Defects in stress response are main determinants of cellular senescence and organism aging. In fibroblasts from patients affected by Hutchinson-Gilford progeria, a severe LMNA-linked syndrome associated with bone resorption, cardiovascular disorders, and premature aging, we found altered modulation of CDKN1A, encoding p21, upon oxidative stress induction, and accumulation of senescence markers during stress recovery. In this context, we unraveled a dynamic interaction of lamin A/C with HDAC2, an histone deacetylase that regulates CDKN1A expression.
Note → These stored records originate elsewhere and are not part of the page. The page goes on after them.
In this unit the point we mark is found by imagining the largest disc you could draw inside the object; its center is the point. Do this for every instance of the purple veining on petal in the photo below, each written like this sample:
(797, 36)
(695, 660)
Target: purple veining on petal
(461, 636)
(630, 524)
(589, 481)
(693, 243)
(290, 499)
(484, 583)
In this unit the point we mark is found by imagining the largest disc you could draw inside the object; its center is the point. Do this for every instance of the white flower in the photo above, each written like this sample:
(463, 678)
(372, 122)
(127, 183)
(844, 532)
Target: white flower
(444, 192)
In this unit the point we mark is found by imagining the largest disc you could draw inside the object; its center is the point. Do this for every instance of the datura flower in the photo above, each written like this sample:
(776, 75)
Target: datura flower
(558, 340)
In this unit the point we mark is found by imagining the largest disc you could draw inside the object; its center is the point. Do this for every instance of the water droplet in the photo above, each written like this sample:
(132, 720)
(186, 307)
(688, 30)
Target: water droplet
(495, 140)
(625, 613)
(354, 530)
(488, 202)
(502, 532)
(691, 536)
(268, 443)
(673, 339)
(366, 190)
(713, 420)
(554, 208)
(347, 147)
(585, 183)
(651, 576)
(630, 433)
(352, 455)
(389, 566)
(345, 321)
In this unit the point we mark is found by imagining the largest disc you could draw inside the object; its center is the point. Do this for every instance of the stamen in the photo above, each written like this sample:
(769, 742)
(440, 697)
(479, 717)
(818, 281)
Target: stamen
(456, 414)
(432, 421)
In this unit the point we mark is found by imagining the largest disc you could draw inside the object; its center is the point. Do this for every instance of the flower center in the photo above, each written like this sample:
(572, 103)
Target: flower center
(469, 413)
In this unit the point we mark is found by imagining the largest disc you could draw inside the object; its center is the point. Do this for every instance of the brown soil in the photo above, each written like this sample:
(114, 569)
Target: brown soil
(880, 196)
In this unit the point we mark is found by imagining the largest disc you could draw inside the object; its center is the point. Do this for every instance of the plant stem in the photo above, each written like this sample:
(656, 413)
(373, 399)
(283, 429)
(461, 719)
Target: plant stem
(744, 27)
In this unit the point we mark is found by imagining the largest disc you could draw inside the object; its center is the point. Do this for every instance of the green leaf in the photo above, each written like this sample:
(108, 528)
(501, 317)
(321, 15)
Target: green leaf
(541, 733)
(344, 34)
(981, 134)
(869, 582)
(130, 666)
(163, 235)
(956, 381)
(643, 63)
In control skin fibroblasts, lamin A/C is part of a protein complex including HDAC2 and its histone substrates; protein interaction is reduced at the onset of DNA damage response and recovered after completion of DNA repair. This interplay parallels modulation of p21 expression and global histone acetylation, and it is disrupted by LMNAmutations leading to progeroid phenotypes. In fact, HGPS cells show impaired lamin A/C-HDAC2 interplay and accumulation of p21 upon stress recovery. Collectively, these results link altered physical interaction between lamin A/C and HDAC2 to cellular and organism aging. The lamin A/C-HDAC2 complex may be a novel therapeutic target to slow down progression of progeria symptoms.
- CDKN1A (p21WAF1/Cip1)
- Hutchinson-Gilford progeria syndrome (HGPS)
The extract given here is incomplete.